Zeit- und Kostenaufwand bei der Erstellung eines Konverters lassen sich aus Erfahrungen, die in der täglichen
Praxis gewonnen wurden schematisch wie folgt darstellen Erstellen Konvertierung
Während die manuelle Konvertierung über die Zeit und Anzahl der Sources einen fast gleichbleibend sehr hohen Aufwand bedeutet, der zum Ende des Projekts ggf. sogar steil ansteigt ist ein Produkt-Konverter (ein Konverter,
der Serienreife hat) über das gesamte Projekt mit geringem Aufwand verbunden. Ein iterativer Konverter (ein Konverter, der an neue Gegebenheiten angepaßt werden muss), verursacht zunächst
einen höheren Aufwand als ein Produkt-Konverter, der jedoch mit zunehmender Projektdauer drastisch sinkt. Ein neuer Konverter (ein Konverter, der völlig neu erstellt werden muss) verursacht zu Beginn für die ersten Sources für
eine gewisse Zeitdauer zwar einen höheren Aufwand, als selbst die manuelle Konvertierung dies tut, aber auch dieser Aufwand sinkt danach drastisch ab auf das Niveau eines Produkt-Konverters.

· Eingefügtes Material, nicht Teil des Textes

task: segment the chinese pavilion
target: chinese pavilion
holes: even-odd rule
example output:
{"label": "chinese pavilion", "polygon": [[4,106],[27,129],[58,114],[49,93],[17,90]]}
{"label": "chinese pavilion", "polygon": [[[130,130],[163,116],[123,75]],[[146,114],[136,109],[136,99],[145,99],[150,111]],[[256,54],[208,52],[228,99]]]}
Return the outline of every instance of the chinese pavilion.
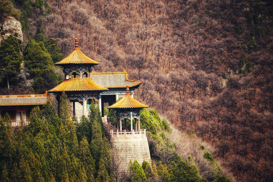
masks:
{"label": "chinese pavilion", "polygon": [[126,85],[130,88],[129,95],[132,97],[134,90],[142,82],[129,80],[125,71],[92,73],[93,68],[99,64],[80,51],[78,39],[75,38],[74,51],[55,63],[63,67],[64,80],[44,95],[0,96],[1,117],[4,117],[8,112],[13,125],[20,124],[22,119],[27,124],[31,110],[35,106],[42,106],[50,100],[59,112],[60,97],[62,92],[65,92],[70,101],[68,104],[70,116],[79,118],[82,115],[86,115],[92,100],[98,102],[104,116],[105,104],[108,103],[106,106],[111,105],[119,97],[124,97]]}
{"label": "chinese pavilion", "polygon": [[[104,104],[115,103],[119,96],[125,95],[124,88],[129,85],[130,95],[142,82],[128,79],[123,72],[92,73],[94,66],[100,64],[83,54],[79,50],[78,39],[75,39],[74,51],[63,60],[55,63],[62,66],[65,80],[59,85],[49,90],[55,94],[58,101],[60,93],[65,92],[68,100],[72,103],[73,115],[77,117],[87,114],[87,110],[92,100],[98,102],[102,116],[104,115]],[[59,107],[59,106],[58,106]],[[59,110],[59,109],[58,109]]]}
{"label": "chinese pavilion", "polygon": [[[104,122],[105,133],[109,139],[112,149],[113,163],[115,170],[120,172],[120,179],[123,178],[127,174],[128,164],[130,160],[137,160],[142,161],[144,160],[149,161],[151,159],[150,151],[146,129],[140,128],[140,110],[148,107],[141,103],[131,97],[129,86],[127,86],[126,94],[122,99],[108,108],[114,109],[119,117],[119,127],[118,122],[117,127],[111,123]],[[130,120],[130,129],[126,129],[126,121],[124,121],[124,129],[122,130],[122,120],[128,119]],[[133,129],[133,121],[135,121]]]}
{"label": "chinese pavilion", "polygon": [[29,123],[29,114],[35,106],[42,107],[49,100],[48,93],[41,95],[0,96],[0,114],[2,119],[8,113],[13,126],[20,126],[23,120]]}
{"label": "chinese pavilion", "polygon": [[138,127],[136,127],[136,121],[135,121],[134,131],[140,131],[140,110],[142,109],[148,107],[148,106],[141,103],[131,97],[129,92],[129,86],[127,85],[125,97],[112,106],[108,107],[108,108],[115,110],[117,111],[118,116],[119,116],[119,128],[118,122],[118,129],[119,129],[119,130],[122,131],[122,119],[129,118],[131,121],[130,131],[131,132],[133,132],[133,119],[136,119],[138,120]]}

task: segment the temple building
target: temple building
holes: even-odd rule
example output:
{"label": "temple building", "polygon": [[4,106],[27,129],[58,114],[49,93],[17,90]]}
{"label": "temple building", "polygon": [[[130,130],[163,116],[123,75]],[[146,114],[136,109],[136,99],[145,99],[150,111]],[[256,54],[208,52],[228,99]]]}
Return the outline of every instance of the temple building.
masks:
{"label": "temple building", "polygon": [[[125,88],[129,85],[130,95],[142,82],[129,80],[126,71],[123,72],[92,73],[94,66],[100,64],[83,54],[79,50],[78,39],[75,39],[74,51],[63,60],[55,63],[63,68],[65,80],[48,91],[54,94],[59,106],[60,96],[65,92],[72,103],[69,107],[71,115],[77,118],[87,115],[93,100],[98,103],[102,116],[104,116],[105,103],[115,103],[119,97],[124,97]],[[53,100],[54,99],[52,99]],[[56,106],[59,110],[58,106]]]}
{"label": "temple building", "polygon": [[[129,80],[125,71],[92,73],[93,67],[99,63],[80,51],[77,38],[75,39],[74,51],[55,64],[63,67],[64,81],[44,95],[0,96],[2,118],[8,113],[12,126],[19,126],[22,121],[25,125],[28,125],[31,109],[36,106],[40,106],[42,109],[42,105],[48,101],[59,113],[60,96],[64,92],[69,101],[68,105],[70,117],[75,116],[78,118],[83,115],[87,116],[91,102],[95,101],[98,103],[105,133],[112,149],[113,165],[115,170],[121,174],[119,178],[128,174],[130,160],[149,161],[151,156],[146,130],[141,129],[140,116],[140,110],[148,106],[133,97],[134,89],[142,82]],[[113,126],[108,121],[107,116],[104,116],[106,106],[116,111],[118,118],[116,125]],[[127,120],[130,121],[129,126],[127,125]]]}
{"label": "temple building", "polygon": [[[151,159],[146,130],[141,129],[140,117],[140,110],[148,107],[131,97],[127,85],[125,97],[108,107],[116,111],[119,119],[116,127],[109,122],[103,124],[112,149],[114,167],[117,173],[121,173],[120,178],[127,174],[130,160],[142,162]],[[130,120],[129,129],[127,129],[126,119]]]}
{"label": "temple building", "polygon": [[64,73],[64,80],[44,95],[0,96],[1,117],[8,112],[12,125],[17,126],[23,119],[28,124],[30,111],[35,106],[42,106],[50,100],[59,112],[60,97],[62,92],[67,96],[70,116],[79,118],[87,115],[93,100],[100,107],[104,116],[104,108],[116,103],[125,95],[126,85],[130,88],[133,97],[135,89],[142,81],[129,80],[125,71],[121,72],[93,73],[95,66],[100,64],[82,53],[75,39],[73,52],[62,61],[55,63],[61,66]]}
{"label": "temple building", "polygon": [[13,126],[20,126],[21,121],[28,125],[29,114],[35,107],[42,105],[49,100],[47,93],[41,95],[0,96],[0,114],[4,119],[6,113],[10,115]]}

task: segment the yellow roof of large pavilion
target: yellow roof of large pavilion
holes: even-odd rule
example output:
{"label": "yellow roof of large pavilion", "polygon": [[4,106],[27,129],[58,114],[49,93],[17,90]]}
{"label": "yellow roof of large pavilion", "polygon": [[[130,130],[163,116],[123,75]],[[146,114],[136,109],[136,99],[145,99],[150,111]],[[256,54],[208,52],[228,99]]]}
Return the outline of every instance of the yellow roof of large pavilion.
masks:
{"label": "yellow roof of large pavilion", "polygon": [[75,48],[74,51],[68,57],[62,61],[55,63],[56,65],[62,66],[69,64],[84,64],[98,65],[100,63],[88,58],[82,53],[79,50],[78,45],[78,39],[75,39]]}
{"label": "yellow roof of large pavilion", "polygon": [[108,89],[100,85],[91,78],[71,78],[66,80],[49,92],[73,91],[108,90]]}
{"label": "yellow roof of large pavilion", "polygon": [[130,108],[144,108],[149,106],[143,104],[130,95],[129,93],[129,86],[126,86],[125,97],[113,105],[107,107],[108,109],[130,109]]}

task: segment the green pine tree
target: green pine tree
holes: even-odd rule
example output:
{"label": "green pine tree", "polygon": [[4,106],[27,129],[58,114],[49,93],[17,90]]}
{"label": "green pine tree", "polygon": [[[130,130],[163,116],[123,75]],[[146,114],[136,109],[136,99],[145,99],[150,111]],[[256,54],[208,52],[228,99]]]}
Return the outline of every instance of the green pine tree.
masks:
{"label": "green pine tree", "polygon": [[51,88],[59,82],[55,72],[52,59],[43,43],[30,39],[23,52],[25,67],[33,79],[33,87],[43,92]]}
{"label": "green pine tree", "polygon": [[60,97],[60,107],[59,107],[60,118],[63,120],[63,123],[66,125],[66,120],[69,119],[69,108],[67,106],[67,97],[64,92],[62,93]]}
{"label": "green pine tree", "polygon": [[105,168],[105,162],[103,158],[101,158],[99,162],[99,168],[98,169],[98,175],[96,181],[105,182],[109,180],[108,172]]}
{"label": "green pine tree", "polygon": [[[89,113],[88,115],[89,121],[91,123],[93,123],[95,120],[98,121],[99,124],[101,125],[101,129],[103,138],[105,136],[103,124],[102,122],[102,115],[101,111],[98,104],[96,104],[95,101],[92,101],[91,105],[90,106]],[[92,129],[92,128],[91,128]]]}
{"label": "green pine tree", "polygon": [[150,165],[149,162],[144,160],[143,162],[142,162],[142,167],[143,169],[143,170],[144,171],[144,173],[145,173],[146,177],[147,178],[148,180],[149,180],[149,179],[151,178],[153,175],[151,165]]}
{"label": "green pine tree", "polygon": [[22,62],[18,41],[11,35],[1,42],[0,46],[0,82],[6,81],[9,90],[10,82],[16,82]]}
{"label": "green pine tree", "polygon": [[4,165],[3,170],[2,170],[1,179],[1,181],[3,182],[10,182],[11,181],[9,178],[9,173],[8,172],[8,170],[7,170],[6,164]]}
{"label": "green pine tree", "polygon": [[136,160],[134,160],[132,166],[131,180],[132,182],[148,181],[143,168],[139,164]]}
{"label": "green pine tree", "polygon": [[98,168],[98,164],[101,158],[102,149],[104,145],[102,138],[102,130],[100,123],[97,120],[92,123],[92,136],[90,144],[92,155],[96,161],[96,168]]}
{"label": "green pine tree", "polygon": [[92,124],[84,115],[82,115],[80,118],[79,123],[77,123],[76,133],[78,140],[80,141],[84,136],[88,143],[91,142]]}
{"label": "green pine tree", "polygon": [[88,181],[94,181],[94,170],[95,169],[95,161],[91,155],[89,145],[86,138],[84,137],[80,142],[79,147],[79,159],[81,161],[82,167],[84,167]]}

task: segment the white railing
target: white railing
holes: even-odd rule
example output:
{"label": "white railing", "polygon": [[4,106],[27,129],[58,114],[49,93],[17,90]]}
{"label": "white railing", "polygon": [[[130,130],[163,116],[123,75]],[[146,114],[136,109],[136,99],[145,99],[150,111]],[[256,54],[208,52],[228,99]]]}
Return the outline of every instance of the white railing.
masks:
{"label": "white railing", "polygon": [[110,139],[120,139],[120,138],[142,138],[146,137],[146,129],[137,130],[132,131],[128,130],[117,130],[114,131],[113,130],[110,131]]}

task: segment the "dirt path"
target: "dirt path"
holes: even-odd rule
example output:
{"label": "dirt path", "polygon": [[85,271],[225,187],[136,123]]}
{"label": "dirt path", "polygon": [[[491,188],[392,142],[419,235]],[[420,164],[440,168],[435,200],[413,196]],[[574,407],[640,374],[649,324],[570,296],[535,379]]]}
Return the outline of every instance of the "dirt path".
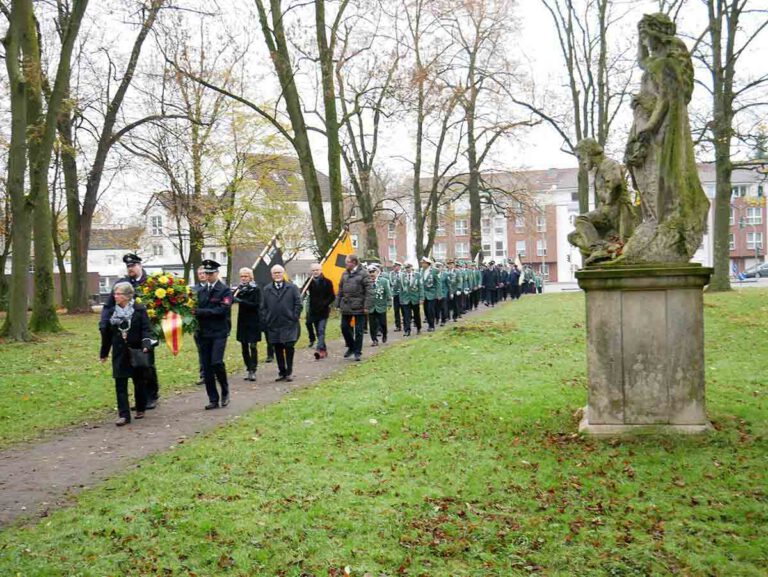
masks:
{"label": "dirt path", "polygon": [[[459,323],[486,310],[490,309],[480,305]],[[452,324],[448,323],[446,328]],[[394,346],[404,338],[402,335],[390,330],[389,342],[378,348],[371,348],[366,336],[363,362]],[[414,330],[409,338],[429,336],[425,328],[420,336],[417,337]],[[134,420],[126,427],[115,427],[114,419],[110,419],[96,425],[66,429],[59,435],[54,434],[57,438],[51,440],[0,452],[0,526],[20,516],[46,516],[52,509],[70,503],[78,491],[135,466],[143,457],[167,450],[254,407],[274,403],[292,390],[357,365],[342,357],[343,341],[329,342],[329,349],[328,358],[319,362],[315,361],[310,349],[297,350],[292,383],[274,382],[277,377],[275,364],[260,364],[256,382],[245,381],[242,371],[238,371],[230,376],[232,402],[223,409],[203,410],[208,399],[204,388],[198,387],[194,391],[161,398],[157,409],[148,411],[146,418]],[[160,383],[162,387],[162,369]]]}

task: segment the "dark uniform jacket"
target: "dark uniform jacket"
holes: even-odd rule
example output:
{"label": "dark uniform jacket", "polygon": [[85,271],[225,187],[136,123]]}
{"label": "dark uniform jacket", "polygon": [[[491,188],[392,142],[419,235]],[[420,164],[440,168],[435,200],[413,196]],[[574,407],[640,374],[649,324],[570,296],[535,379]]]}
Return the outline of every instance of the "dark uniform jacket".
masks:
{"label": "dark uniform jacket", "polygon": [[201,287],[197,293],[198,334],[201,338],[221,339],[229,336],[232,291],[221,281],[211,288]]}
{"label": "dark uniform jacket", "polygon": [[[143,285],[145,282],[147,282],[147,273],[142,269],[141,276],[139,278],[131,278],[129,276],[124,276],[121,279],[118,279],[115,281],[115,284],[121,283],[121,282],[128,282],[131,283],[131,286],[133,287],[133,290],[136,290],[139,285]],[[109,294],[109,298],[107,299],[107,302],[104,304],[104,307],[101,309],[101,318],[99,319],[99,328],[103,329],[109,324],[109,319],[112,318],[112,312],[115,310],[115,285],[112,285],[112,292]]]}
{"label": "dark uniform jacket", "polygon": [[324,276],[313,278],[309,281],[307,293],[309,294],[307,320],[317,322],[327,319],[331,314],[331,305],[336,299],[336,295],[333,293],[333,283]]}
{"label": "dark uniform jacket", "polygon": [[265,285],[261,298],[261,326],[270,343],[294,343],[299,340],[301,294],[298,287],[283,282]]}
{"label": "dark uniform jacket", "polygon": [[[114,310],[114,307],[113,307]],[[112,313],[107,317],[107,324],[101,329],[101,351],[99,358],[106,359],[112,349],[112,377],[115,379],[127,379],[133,376],[130,364],[128,347],[132,349],[151,348],[144,339],[152,338],[152,328],[147,316],[147,308],[144,305],[133,305],[131,325],[126,333],[127,339],[123,340],[120,327],[109,322]],[[127,323],[126,323],[127,324]],[[126,328],[123,326],[122,328]]]}
{"label": "dark uniform jacket", "polygon": [[239,303],[237,311],[237,340],[241,343],[261,341],[261,289],[255,282],[241,284],[232,295]]}
{"label": "dark uniform jacket", "polygon": [[371,277],[360,265],[352,272],[344,271],[339,281],[336,306],[343,315],[361,315],[373,306]]}

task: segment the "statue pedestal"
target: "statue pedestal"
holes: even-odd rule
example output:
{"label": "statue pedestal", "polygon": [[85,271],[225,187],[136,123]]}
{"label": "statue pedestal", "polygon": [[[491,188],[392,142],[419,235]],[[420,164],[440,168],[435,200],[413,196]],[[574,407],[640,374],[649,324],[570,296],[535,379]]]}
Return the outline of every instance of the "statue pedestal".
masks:
{"label": "statue pedestal", "polygon": [[589,402],[579,430],[591,435],[711,428],[704,407],[702,289],[698,264],[587,268]]}

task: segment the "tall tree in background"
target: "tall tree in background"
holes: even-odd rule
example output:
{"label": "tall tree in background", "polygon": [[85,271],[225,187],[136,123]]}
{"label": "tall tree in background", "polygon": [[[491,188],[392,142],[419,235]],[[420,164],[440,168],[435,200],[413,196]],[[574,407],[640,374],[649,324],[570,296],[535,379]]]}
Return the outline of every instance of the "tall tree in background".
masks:
{"label": "tall tree in background", "polygon": [[[52,86],[44,73],[41,35],[38,33],[32,0],[13,0],[10,9],[5,4],[0,6],[9,21],[4,39],[12,117],[8,183],[15,223],[9,303],[11,312],[6,317],[3,332],[12,339],[29,338],[28,330],[61,330],[54,306],[48,172],[56,137],[56,120],[67,93],[72,52],[87,6],[87,0],[73,0],[71,9],[58,12],[57,27],[62,30],[63,41]],[[20,141],[22,134],[23,142]],[[26,155],[28,161],[28,194],[24,191],[27,163],[22,160],[22,154]],[[27,326],[26,282],[30,261],[30,222],[35,244],[35,292],[32,316]]]}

Zeit- und Kostenaufwand beim Testen einer konvertierten Anwendung lassen sich aus Erfahrungen, die in der
täglichen Praxis gewonnen wurden schematisch wie folgt darstellen Testen Konvertierung
Während die manuelle Konvertierung über die Zeit und Anzahl der Sources einen relativ hohen Aufwand bedeutet, der fast immer gegen Ende eines Konvertierungsprojektes überdimensional ansteigt ist dies bei Anwendung eines
maschinellen Konverters diametral anders. Der Testaufwand ist zu Beginn eines Projektes sogar höher als dies bei einer manuellen Umstellung der Fall wäre, weil nicht nur die umgestellten Sources getestet werden, sondern in
aller Regel auch der Konverter selbst (unabhängig von der o.a. Art oder Güte des Konverters). Der Testaufwand sinkt allerdings nach dieser Anfangsphase drastisch ab und der geplante Testaufwand für das Gesamtprojekt wird
in den meisten Fällen entgegen “üblichen Erfahrungswerten” deutlich unterschritten.